Несколько минут слышно было только, как свистит ветер в трубе и колотит в раму облетевший клён. Тоневицкий молчал, всецело, казалось, поглощённый пляской сухих листьев за окном. Молчала и Вера, уже понимая, что князь не уйдёт.

– Вера Николаевна, отчего вы молчите? – не оборачиваясь, спросил он. – Моя соседка по имению, госпожа Протвина, высказывала мне своё возмущение не в пример дольше! Право, я и не предполагал в ней такого… неаполитанского темперамента! Гнев Ахиллеса, ей-богу, ничто в сравнении с тем, что мне пришлось выслушать! В пылу праведного гнева госпожа Протвина позабыла даже о том, что должна мне тридцать четвертей ржи и собиралась купить моего повара! Вот до чего может довести достойную женщину мужское свинство!

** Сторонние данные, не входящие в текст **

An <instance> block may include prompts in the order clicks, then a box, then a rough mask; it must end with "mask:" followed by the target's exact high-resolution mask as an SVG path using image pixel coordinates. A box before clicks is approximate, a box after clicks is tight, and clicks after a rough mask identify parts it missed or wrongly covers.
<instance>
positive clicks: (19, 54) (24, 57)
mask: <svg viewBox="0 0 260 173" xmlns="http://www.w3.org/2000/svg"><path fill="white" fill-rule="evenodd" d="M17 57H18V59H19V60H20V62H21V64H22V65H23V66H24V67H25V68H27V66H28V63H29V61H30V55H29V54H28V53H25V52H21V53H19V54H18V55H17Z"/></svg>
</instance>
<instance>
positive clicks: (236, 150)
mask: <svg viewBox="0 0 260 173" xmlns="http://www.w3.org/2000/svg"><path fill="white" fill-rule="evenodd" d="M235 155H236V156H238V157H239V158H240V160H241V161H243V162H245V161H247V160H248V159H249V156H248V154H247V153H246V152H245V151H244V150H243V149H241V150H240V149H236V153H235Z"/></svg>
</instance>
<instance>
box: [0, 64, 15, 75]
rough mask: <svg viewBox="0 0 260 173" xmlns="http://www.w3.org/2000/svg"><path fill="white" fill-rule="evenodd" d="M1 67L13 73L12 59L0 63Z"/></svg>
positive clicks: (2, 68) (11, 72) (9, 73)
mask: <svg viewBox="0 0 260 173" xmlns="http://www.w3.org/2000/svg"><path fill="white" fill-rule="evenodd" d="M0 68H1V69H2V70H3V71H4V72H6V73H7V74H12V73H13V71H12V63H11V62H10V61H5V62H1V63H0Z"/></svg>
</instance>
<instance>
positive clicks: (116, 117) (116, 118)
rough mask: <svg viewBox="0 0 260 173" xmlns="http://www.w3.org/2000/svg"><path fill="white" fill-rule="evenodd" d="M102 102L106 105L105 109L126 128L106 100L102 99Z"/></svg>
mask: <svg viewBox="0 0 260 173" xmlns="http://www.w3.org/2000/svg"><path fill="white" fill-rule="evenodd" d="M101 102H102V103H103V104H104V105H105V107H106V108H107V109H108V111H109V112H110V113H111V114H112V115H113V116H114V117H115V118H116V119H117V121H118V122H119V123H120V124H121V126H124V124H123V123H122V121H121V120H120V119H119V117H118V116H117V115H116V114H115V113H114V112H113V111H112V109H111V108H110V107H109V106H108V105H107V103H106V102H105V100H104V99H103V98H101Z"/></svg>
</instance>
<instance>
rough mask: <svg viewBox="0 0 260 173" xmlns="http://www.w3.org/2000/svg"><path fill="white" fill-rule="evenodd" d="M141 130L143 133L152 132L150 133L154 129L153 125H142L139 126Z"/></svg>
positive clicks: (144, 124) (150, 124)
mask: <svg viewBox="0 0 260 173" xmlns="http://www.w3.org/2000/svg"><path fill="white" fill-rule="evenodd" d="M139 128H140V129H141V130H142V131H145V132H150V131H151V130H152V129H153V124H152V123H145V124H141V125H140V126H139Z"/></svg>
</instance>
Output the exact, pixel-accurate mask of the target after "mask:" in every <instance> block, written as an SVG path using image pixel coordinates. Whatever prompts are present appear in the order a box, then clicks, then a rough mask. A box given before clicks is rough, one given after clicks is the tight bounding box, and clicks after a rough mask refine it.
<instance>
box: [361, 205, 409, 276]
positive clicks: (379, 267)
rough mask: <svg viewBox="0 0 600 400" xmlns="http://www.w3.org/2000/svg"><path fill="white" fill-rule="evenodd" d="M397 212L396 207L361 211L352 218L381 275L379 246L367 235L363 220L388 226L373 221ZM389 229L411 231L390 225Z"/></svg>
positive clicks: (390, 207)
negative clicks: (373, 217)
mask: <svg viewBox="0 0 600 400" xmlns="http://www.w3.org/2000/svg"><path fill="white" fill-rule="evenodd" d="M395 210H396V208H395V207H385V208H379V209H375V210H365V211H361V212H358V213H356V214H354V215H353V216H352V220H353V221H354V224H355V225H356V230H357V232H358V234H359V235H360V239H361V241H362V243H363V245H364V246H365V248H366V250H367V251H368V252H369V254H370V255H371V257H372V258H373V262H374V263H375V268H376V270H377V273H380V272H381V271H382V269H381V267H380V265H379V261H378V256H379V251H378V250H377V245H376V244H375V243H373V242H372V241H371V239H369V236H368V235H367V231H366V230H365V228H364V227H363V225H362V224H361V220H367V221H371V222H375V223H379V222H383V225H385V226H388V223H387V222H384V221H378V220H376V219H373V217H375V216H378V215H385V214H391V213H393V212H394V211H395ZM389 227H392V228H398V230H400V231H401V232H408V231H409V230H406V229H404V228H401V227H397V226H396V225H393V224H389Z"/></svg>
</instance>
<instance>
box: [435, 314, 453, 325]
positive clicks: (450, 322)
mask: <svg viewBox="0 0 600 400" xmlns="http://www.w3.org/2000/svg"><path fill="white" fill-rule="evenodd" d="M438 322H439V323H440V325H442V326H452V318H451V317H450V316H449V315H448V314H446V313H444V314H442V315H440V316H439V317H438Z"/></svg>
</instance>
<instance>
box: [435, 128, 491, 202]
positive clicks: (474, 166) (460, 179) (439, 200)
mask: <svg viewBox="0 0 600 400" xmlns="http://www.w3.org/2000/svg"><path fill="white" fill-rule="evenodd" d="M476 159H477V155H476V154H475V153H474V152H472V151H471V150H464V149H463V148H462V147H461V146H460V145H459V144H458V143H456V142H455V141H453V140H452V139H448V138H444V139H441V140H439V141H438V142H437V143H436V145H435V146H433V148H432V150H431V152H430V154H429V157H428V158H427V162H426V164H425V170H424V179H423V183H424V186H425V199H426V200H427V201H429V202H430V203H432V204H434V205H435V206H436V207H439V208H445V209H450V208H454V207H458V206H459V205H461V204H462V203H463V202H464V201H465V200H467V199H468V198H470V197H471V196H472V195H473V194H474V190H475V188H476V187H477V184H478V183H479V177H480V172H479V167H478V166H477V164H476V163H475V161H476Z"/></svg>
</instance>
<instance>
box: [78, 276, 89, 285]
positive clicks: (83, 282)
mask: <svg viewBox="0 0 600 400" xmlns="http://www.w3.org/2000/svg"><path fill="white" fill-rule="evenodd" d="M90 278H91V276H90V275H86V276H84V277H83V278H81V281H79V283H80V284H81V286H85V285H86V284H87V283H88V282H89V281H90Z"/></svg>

– Вам это смешно, ваше сиятельство? – холодно спросила Вера, с досадой думая про себя, что Протвина всё же не стерпела и отвела свою стародевическую душу сполна. Что по сравнению с этим несостоявшаяся покупка повара!.. И хоть бы слово написала, лиса…

– Мне, Вера Николаевна, не до смеха, – в тон ей ответил Тоневицкий. – И госпожа Протвина была полностью права в своих репримандах, так что Фильку я ей всё-таки продам. Пожалуй, даже за полцены. Я в самом деле вёл себя по-свински и…

– Рада, что вы готовы это признать, ваше сиятельство, – перебила его Вера. – Но по-прежнему не вижу нужды в вашем визите. Вы в самом деле не понимаете, что мне не хочется вас видеть?

– Ещё как понимаю. – Тоневицкий, наконец, отвернулся от окна, взглянул на Веру, невесело усмехнулся. – Помните, как несколько лет назад мы спорили о воспитании Сергея? Тогда я говорил вам, что просьба о прощении – лишь недостойный способ избежать наказания.